We want to start adding systematic per-client rate-limiting at the edge. Each different class of users will get different rate-limits:
- Logged-in users and requests coming from toolsforge will not be rate-limited at the edge. They will still be subject to our anti-flood limits which are incredibly generous (about 50 rps for a single client)
- Known bots (that either we've classified or have been submitted via the trusted bots program) will get their own dedicated rate-limiting, which will be the one in the Robots Policy, unless other agreements exist with the bot operator
- Regular traffic that is likely to come from a browser will get a high rate-limit
- Traffic that is likely not to come from a browser, per T400270, will get rate-limited at or below the robots policy limit; egregious cases / returning / distributed abusers will be blocked individually.
For now, the limits will ostensibly be quite high as we need to fine-tune parameters in browser detection and such.

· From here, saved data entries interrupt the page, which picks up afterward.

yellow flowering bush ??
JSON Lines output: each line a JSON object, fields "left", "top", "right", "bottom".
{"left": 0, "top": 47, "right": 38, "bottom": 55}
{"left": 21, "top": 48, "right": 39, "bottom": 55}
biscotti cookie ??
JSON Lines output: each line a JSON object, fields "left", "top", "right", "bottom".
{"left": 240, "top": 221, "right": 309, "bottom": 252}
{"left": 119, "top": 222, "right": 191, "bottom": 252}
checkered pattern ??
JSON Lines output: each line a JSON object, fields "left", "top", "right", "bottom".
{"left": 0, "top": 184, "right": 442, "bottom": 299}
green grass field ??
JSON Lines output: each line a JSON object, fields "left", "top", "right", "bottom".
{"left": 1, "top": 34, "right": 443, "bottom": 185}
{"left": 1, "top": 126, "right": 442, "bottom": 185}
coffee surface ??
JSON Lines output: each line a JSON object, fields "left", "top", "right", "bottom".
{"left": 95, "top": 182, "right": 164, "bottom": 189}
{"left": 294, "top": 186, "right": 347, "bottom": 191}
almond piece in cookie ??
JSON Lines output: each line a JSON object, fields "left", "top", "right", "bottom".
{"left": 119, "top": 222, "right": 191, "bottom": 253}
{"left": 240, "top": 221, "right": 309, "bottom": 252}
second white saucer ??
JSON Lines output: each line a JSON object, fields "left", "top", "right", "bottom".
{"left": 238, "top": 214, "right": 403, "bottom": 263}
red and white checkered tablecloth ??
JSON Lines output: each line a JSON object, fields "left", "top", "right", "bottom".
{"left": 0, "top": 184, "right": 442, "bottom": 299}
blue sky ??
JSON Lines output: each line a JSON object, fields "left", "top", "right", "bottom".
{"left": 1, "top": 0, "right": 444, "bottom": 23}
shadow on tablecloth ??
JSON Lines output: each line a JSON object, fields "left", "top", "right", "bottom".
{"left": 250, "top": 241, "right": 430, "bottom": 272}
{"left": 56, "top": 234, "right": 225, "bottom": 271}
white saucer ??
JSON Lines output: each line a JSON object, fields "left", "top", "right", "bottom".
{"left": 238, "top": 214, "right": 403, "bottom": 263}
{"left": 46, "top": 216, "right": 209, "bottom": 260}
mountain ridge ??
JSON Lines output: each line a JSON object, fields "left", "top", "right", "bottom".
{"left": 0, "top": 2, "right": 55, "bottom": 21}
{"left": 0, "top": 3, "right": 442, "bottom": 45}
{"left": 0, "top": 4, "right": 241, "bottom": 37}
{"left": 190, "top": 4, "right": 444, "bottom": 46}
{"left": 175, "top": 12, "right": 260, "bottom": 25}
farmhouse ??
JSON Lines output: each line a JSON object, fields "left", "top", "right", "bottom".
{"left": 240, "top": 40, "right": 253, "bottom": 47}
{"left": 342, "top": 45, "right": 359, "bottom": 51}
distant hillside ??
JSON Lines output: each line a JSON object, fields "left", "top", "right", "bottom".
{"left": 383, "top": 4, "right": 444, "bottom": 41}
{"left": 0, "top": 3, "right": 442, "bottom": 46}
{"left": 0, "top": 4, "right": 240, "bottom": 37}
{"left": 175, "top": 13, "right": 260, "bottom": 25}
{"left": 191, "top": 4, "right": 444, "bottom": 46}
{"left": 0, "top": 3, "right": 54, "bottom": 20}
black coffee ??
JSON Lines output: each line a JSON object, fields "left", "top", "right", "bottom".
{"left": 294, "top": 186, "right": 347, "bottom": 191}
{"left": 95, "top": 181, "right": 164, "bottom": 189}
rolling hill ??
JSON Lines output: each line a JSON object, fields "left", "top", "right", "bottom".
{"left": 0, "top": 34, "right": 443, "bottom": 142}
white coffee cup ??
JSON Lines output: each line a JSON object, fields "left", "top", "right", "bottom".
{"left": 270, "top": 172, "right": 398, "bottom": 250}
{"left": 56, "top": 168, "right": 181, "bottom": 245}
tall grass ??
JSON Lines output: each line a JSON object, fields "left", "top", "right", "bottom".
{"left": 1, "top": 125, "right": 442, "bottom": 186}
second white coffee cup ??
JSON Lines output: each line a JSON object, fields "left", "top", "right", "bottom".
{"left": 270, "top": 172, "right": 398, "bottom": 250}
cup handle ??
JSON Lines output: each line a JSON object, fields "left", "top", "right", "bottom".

I think it would also make sense to start constraining these rate-limits to specific urls, or at least exclude things that are extremely lightweight like /w/load.php or /static from the rate-limit counts, given most scrapers will only request actual articles and no css/other bundles.
Pre-conditions to be able to do separate rate limits:
- Bring the known bots code to production (T400100)
- Finish and bring to production the browser detection routines (T400270)
- Bring to 100% production the new verifiable MW sessions (T398815)
- Add rate-limiting by unique cookie with a fallback on IP, or user-agent + fingerprints to both HIDDENPARMA and the edge CDN code.